Except for the Nung River, nothing's murkier in Apocalypse Now than morality. The film's shot through with moral ambiguity. We never quite know who the good guys and bad guys are. We've got murderous Viet Cong and the ebullient but equally murderous Kilgore. We see young American soldiers killed and then see a boatful of innocent Vietnamese peasants senselessly slaughtered by other young American soldiers.
One of the film's messages seems to be who are we to judge what people do in the heat of combat? Don't ideas about good and evil go out the window when you're in mortal danger? Doesn't war have its own special set of moral circumstances?
By giving us Colonel Kurtz, who's committed more than his share of atrocities, Coppola dares the viewers to make their own moral judgments about the war. Our guess?

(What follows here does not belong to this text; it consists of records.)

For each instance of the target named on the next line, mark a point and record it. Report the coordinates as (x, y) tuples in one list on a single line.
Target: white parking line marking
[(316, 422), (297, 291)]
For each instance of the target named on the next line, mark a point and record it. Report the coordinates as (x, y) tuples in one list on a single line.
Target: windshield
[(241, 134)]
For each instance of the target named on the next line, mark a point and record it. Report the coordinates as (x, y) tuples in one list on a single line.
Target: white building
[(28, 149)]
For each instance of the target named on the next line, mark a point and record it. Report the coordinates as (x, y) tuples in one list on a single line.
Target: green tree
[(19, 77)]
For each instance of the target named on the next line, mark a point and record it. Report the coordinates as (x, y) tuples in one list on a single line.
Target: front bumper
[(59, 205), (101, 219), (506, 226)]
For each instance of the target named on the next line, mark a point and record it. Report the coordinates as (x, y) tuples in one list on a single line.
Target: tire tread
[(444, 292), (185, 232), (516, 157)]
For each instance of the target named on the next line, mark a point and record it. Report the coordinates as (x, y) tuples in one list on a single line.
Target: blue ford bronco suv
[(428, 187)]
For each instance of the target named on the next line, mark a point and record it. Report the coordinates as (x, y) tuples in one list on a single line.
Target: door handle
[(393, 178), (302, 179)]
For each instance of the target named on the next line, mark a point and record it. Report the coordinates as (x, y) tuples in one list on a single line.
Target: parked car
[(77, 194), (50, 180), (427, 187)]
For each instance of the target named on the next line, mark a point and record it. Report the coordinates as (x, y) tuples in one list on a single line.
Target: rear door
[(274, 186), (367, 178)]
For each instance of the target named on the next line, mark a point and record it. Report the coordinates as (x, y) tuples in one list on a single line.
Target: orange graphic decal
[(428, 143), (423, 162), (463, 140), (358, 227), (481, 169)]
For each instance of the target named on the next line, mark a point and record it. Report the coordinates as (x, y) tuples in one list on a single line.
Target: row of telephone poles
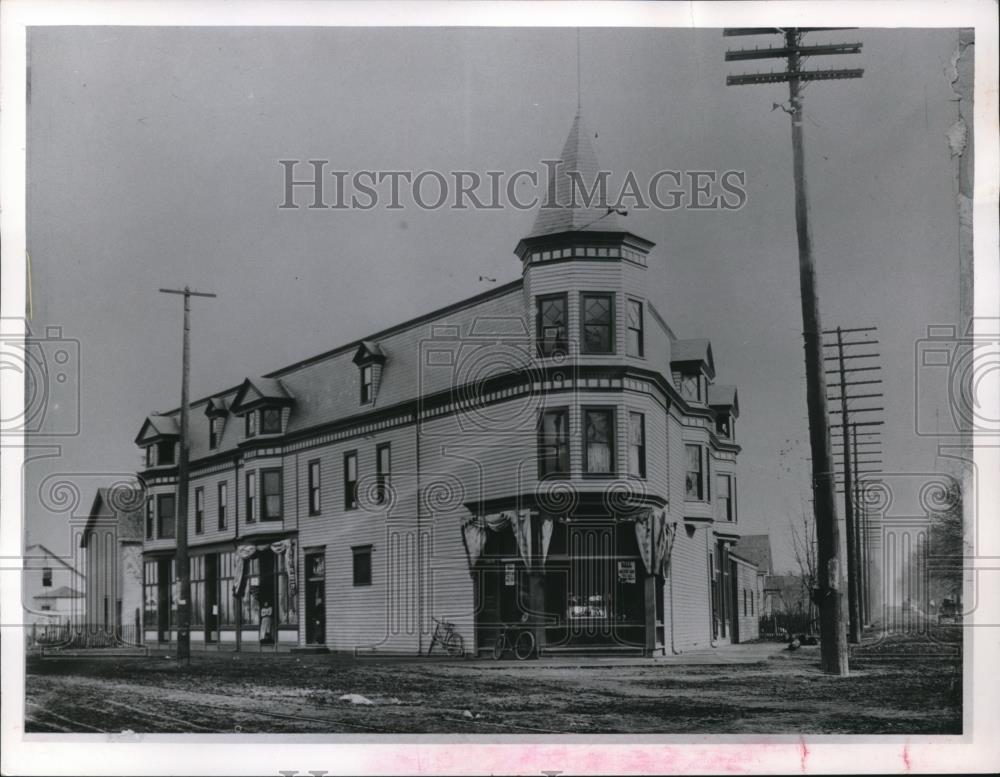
[(794, 51), (853, 360)]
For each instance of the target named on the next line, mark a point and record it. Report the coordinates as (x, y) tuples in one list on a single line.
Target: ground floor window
[(150, 582), (197, 591)]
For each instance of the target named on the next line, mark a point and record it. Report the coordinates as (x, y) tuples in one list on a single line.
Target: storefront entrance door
[(315, 598)]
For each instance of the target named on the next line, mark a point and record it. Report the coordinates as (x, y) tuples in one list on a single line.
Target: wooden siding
[(746, 589), (689, 606)]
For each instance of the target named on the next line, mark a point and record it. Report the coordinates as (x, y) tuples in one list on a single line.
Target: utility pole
[(183, 561), (845, 352), (861, 520), (833, 640)]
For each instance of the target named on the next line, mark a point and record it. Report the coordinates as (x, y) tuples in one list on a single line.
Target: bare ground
[(897, 686)]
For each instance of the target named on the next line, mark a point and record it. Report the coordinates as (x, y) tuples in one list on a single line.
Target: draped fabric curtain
[(655, 540), (474, 534), (644, 539), (284, 552), (243, 555), (547, 526), (474, 539)]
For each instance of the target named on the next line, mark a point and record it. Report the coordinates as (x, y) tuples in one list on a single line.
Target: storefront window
[(252, 592), (197, 591), (150, 581), (227, 609)]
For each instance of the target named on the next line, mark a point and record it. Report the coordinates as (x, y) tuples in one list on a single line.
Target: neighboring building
[(548, 449), (112, 543), (785, 594), (53, 588)]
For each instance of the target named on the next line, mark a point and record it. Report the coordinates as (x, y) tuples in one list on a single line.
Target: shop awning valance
[(284, 553), (655, 538)]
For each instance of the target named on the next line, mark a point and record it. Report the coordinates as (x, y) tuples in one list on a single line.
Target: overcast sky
[(153, 161)]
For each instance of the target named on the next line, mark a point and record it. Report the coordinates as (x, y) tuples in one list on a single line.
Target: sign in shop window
[(626, 571)]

You'll walk out of the film more confused than when you went in.
Questions about Good vs. Evil
- In Apocalypse Now, where does evil come from? Is it something that's already inside people, or is it created by their circumstances?
- Does Willard become a better person throughout the course of the movie? What tempts Kurtz into evil? What does he get out of it?
- How does the movie challenge the way we think of the categories "good" and "evil"? Is there a genuinely good side in this movie?
Chew on This
The point of the movie is ideas of good and evil are irrelevant in a war.
The point of the movie is that we all have evil at our core; all we can do is try to control it.